Villacís, qui avait été condamné à six mois de prison pour attaquer en 2004 à deux hommes qui défendaient une jeune fille à laquelle il a prononcé insultes racistes dans le métroà la hauteur du Gare de Santiago Bernabéu rapporte l’agence Efe, apparaît comme suspect dans au moins une des opérations de distribution de de grandes quantités de cocaïne que la Garde civile attribue à l’organisation prétendument dirigée par le Skin de garçon néo-naziqui avant de diriger la version la plus violente de l’Ultra Sur jusqu’à ce que le président du Real Madrid, Florentino Pérez, les expulse, avait appartenu aux supporters les plus radicaux de l’Atlético de Madrid.

C’est celui qui est baptisé comme « Opération Águila-Frazen »développé par groupe de délinquance économique du commandement de Madrid fin juillet 2021 contre plusieurs organisations dédiées au trafic de drogue, parmi lesquelles celle d’Antonio Menéndez, alias Niño Skin, qui se targue d’avoir une bonne partie de son corps recouverte de tatouages parmi lesquels se distinguent une croix gammée et d’autres symboles d’extrême droite.

Dans cette recherche, née en 2018 lors de la détection d’un intrigue de blanchiment d’argent avec la achat et vente de véhicules sportifs et haut de gamme est entre les mains du Tribunal d’Instruction Central 5 du Tribunal National, et a permis aux agents d’arrêter, outre Villacís et son patron, Menéndez, 25 autres personnes, chez lesquelles ont été saisis 239 kilos de cocaïne, armes et 121 véhicules et 203 comptes bancaires avec plus de 750 000 euros et 43 propriétés en Espagne.

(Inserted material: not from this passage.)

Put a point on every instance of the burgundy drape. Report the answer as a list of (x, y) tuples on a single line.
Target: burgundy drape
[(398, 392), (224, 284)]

Les messages de Sky, encore une fois

Mais il y a plus. Un tribunal de Valence le 16 de l’Instruction enquête depuis le 25 mai 2020 sur l’introduction de 561 kilos de cocaïne interceptés dans le port de Valence, où ils sont arrivés des États-Unis, comme « hameçon perdu », dans un conteneur qui transportait noix de Californie ce qui a suffi pour que l’affaire reçoive le nom Opération Noyer.

La saisie, sans détenus, a été annoncée, comme l’a ensuite publié Levante-EMV, le 5 juin de la même année, en plein état d’alarme et de confinement de la population en raison de l’urgence sanitaire déclenchée par le covid-19.

Près de trois ans plus tard, l’unité opérationnelle centrale (UCO) de la Garde civile et l’unité antidrogue et criminalité organisée (Udyco) de la police nationale ont arrêté Niño Skin et le reste de son organisation, ainsi qu’un groupe de Des Colombiens installés à Madrid pour ces 561 kilos.

Les arrestations ont été possibles grâce aux conversations des suspects au cours de la Canal de messagerie Sky –héritier d’EncroChat–, un autre système crypté qui a cessé d’être secret début 2021, lorsque les polices française, belge et néerlandaise, sous la supervision d’un magistrat français, ont piraté cet algorithme tant convoité et exposé plus de 900 millions de messages provenant d’un multitude d’organisations criminelles –stupéfiants, les terroristes et trafiquants d’êtres humains surtout – qu’ils se parlaient et s’envoyaient des photos sans aucune crainte ni honte, avec la conviction qu’ils ne tomberaient jamais entre les mains des autorités policières.

Deux semaines de prison

Le 2 mars 2023, le juge valencien, à la demande du parquet, a envoyé en prison Antonio Menéndez et six autres personnes faisant l’objet d’une enquête, et en a publié trois autres. A la fin de ce même mois, le magistrat, également à la demande du procureur, a été contraint de prononcer libération sous caution de 10 000 euros pour Niño Skin et quatre autres emprisonné, en acceptant l’appel des avocats.

Les avocats considéraient que leurs clients n’étaient pas suffisamment bien identifiés dans ces conversations Sky, où les interlocuteurs ne sont identifiés que par un surnom –nick–, mais pas par un numéro de téléphone. Les chercheurs étaient exhorté par le juge à mener à bien ce travail d’identification dans des conditionspour pouvoir accuser chacun d’entre eux du crime de trafic de drogue poursuivi.